Cleberth Delgado, do Corpo de Investigações Científicas Penais e Criminalísticas (CICPC), em um centro comercial de Cúcuta.
Cleberth Delgado, do Corpo de Investigações Científicas Penais e Criminalísticas (CICPC), em um centro comercial de Cúcuta.Camilo Rozo

Cleberth Delgado, detetive-chefe do Corpo de Investigações Científicas Penais e Criminalísticas (CICPC), também cruzou a Venezuela, desde o Estado Delta Amacuro, no extremo noroeste do país, para atravessar por uma trocha com sua pistola na mão e entregar-se na ponte Simón Bolívar em 5 de março passado. Com outros, antes gravou um vídeo no qual desconhecia o herdeiro de Hugo Chávez. Na ponte entregou sua dotação e armamento, mas conservou o documento que o certifica como membro do CICPC. Daí o levaram a Tienditas para interrogá-lo, e logo o instalaram com sua família em um dos hotéis do centro com mais outros vinte militares. Entregaram a eles 400.000 pesos (130 dólares), mas depois de cinco dias decidiu mudar-se por segurança, pois temia os espiões e infiltrados.

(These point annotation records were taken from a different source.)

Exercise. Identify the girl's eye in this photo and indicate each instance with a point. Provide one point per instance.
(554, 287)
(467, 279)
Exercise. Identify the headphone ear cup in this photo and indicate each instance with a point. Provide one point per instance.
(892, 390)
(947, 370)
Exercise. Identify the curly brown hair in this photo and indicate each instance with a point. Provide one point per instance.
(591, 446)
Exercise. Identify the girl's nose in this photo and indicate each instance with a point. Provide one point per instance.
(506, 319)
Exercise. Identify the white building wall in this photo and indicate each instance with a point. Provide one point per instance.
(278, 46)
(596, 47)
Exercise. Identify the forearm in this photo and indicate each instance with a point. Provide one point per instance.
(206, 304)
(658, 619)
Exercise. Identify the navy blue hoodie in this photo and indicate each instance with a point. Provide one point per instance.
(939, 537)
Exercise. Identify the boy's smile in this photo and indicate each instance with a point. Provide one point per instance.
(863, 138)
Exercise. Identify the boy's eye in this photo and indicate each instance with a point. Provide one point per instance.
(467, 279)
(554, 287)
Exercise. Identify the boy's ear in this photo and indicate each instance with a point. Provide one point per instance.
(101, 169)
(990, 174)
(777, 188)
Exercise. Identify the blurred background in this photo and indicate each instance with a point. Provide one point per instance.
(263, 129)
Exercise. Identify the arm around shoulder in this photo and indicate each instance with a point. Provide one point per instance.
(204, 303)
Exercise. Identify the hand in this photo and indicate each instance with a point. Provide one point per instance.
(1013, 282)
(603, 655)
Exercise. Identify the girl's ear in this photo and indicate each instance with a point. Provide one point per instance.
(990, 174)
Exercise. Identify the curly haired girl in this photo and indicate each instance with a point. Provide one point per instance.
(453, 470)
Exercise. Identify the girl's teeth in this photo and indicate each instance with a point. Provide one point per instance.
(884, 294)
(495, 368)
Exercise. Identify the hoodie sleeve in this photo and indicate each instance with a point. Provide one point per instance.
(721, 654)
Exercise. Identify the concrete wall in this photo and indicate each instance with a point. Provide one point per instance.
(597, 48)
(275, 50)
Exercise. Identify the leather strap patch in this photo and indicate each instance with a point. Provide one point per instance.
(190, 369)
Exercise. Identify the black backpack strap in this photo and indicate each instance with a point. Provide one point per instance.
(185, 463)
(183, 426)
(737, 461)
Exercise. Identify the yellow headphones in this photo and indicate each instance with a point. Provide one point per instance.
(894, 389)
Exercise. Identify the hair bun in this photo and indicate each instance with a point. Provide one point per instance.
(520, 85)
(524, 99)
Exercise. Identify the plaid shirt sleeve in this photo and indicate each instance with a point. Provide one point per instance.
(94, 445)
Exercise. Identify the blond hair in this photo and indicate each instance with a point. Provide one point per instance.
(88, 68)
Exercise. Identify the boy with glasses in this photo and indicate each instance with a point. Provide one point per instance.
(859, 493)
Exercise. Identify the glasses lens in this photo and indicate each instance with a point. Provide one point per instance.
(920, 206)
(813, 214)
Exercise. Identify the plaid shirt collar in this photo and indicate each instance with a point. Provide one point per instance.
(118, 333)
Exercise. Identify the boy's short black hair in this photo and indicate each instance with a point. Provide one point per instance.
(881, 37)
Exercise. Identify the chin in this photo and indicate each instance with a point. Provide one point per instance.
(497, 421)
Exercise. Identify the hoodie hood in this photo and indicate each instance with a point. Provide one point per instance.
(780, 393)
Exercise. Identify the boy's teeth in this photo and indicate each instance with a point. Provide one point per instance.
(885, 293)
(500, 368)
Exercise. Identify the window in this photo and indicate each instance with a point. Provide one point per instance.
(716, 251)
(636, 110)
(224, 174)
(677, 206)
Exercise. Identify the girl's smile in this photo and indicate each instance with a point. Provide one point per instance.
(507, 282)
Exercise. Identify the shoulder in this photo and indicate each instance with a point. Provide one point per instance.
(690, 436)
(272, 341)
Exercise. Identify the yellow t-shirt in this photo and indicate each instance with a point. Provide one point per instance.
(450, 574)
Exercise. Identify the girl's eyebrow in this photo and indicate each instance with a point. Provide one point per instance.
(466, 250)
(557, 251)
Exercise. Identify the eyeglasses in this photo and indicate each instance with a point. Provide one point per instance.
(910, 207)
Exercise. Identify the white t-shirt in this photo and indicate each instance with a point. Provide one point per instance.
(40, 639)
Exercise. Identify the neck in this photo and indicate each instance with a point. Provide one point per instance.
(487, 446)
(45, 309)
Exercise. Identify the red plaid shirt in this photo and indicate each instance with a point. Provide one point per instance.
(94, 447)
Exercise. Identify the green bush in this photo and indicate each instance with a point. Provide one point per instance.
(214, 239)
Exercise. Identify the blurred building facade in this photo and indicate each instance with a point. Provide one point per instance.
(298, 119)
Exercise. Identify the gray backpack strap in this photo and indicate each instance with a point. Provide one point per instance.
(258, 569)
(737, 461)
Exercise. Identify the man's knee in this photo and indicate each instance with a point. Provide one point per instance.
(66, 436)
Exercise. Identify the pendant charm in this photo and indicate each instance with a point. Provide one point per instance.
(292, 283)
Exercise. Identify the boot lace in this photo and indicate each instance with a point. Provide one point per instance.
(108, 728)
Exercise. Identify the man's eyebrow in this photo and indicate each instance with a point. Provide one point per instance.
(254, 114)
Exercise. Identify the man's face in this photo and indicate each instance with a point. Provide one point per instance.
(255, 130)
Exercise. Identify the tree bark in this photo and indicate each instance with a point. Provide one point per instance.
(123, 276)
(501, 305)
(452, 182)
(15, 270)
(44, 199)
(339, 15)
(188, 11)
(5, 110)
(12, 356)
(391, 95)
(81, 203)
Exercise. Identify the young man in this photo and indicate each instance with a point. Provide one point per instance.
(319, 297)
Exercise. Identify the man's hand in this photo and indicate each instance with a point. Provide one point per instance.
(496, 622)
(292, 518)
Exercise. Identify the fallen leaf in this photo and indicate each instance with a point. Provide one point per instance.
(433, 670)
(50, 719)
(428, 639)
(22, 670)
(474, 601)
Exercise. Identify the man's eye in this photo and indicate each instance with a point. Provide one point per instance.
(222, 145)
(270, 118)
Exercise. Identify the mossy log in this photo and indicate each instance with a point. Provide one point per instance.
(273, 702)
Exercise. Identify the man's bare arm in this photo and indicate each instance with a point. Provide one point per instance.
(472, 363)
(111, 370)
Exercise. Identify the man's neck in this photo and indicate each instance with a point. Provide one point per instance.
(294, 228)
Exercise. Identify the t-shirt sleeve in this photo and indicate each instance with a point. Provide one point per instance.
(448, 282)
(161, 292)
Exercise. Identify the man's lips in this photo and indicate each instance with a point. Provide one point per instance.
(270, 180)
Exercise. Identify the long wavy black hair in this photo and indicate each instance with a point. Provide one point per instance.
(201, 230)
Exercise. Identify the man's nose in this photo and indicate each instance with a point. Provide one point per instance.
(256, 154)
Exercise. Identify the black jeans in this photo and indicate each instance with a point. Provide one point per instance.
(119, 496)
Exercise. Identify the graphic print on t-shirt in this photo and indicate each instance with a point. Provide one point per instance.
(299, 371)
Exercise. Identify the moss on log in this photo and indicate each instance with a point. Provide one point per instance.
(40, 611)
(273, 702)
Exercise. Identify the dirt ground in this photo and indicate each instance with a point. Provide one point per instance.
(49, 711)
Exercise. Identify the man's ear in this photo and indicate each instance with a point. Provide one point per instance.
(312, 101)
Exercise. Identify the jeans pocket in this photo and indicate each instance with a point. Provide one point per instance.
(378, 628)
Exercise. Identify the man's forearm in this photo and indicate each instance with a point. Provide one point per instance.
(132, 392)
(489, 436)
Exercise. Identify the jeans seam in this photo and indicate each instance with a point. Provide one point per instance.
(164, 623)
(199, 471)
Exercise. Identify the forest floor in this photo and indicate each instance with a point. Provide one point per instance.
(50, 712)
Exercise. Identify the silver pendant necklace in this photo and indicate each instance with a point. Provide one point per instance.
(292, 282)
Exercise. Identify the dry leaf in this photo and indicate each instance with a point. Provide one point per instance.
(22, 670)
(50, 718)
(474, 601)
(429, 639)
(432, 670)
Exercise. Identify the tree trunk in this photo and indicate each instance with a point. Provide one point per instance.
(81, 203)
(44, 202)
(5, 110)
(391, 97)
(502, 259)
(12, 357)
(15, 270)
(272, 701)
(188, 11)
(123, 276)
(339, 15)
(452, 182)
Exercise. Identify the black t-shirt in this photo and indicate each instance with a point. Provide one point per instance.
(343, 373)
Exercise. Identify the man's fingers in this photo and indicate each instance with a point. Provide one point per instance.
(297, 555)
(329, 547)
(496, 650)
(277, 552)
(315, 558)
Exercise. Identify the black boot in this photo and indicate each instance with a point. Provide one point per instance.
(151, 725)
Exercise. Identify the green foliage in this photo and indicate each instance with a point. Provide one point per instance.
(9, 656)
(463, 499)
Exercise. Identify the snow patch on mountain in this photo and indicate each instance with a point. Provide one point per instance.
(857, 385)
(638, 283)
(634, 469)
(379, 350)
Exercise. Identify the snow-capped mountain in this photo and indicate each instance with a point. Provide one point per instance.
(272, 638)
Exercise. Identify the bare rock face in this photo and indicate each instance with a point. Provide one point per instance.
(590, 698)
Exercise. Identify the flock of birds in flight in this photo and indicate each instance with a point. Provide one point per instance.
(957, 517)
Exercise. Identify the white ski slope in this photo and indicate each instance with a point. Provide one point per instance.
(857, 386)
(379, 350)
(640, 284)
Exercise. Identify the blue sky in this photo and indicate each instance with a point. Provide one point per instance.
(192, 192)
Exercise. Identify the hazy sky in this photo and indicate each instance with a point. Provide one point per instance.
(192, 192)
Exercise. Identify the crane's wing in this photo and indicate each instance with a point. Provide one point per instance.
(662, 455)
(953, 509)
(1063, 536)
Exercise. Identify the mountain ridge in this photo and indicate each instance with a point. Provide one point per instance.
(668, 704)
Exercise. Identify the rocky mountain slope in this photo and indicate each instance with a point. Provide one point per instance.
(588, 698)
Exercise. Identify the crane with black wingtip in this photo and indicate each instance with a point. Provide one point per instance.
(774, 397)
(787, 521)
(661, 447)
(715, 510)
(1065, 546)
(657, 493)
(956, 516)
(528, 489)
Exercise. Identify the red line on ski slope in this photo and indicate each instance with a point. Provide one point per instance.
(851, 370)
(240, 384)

“Têm mais poder os delinquentes do que os corpos de segurança”, lamenta em um café de Cúcuta, aonde chega acompanhado de sua esposa e de seu filho de 5 anos. Conta que no CICPC semeiam evidências falsas, e que qualquer investigação que envolva os coletivos ou a temida Força de Ações Especiais da Polícia Nacional (FAES) fica em suspenso por ordens superiores. Há tantas histórias quanto desertores, mas como regra geral os que deixaram familiares do outro lado são os mais reativos a falar, pois temem represálias. Os testemunhos concordam que as condições nos quartéis são tão difíceis quanto no resto da Venezuela, e o salário não é suficiente. Mas o que deveria ser um poderoso exemplo para seguir os passos dos dissidentes abriu caminho para a sensação de que muitos deles estão à deriva.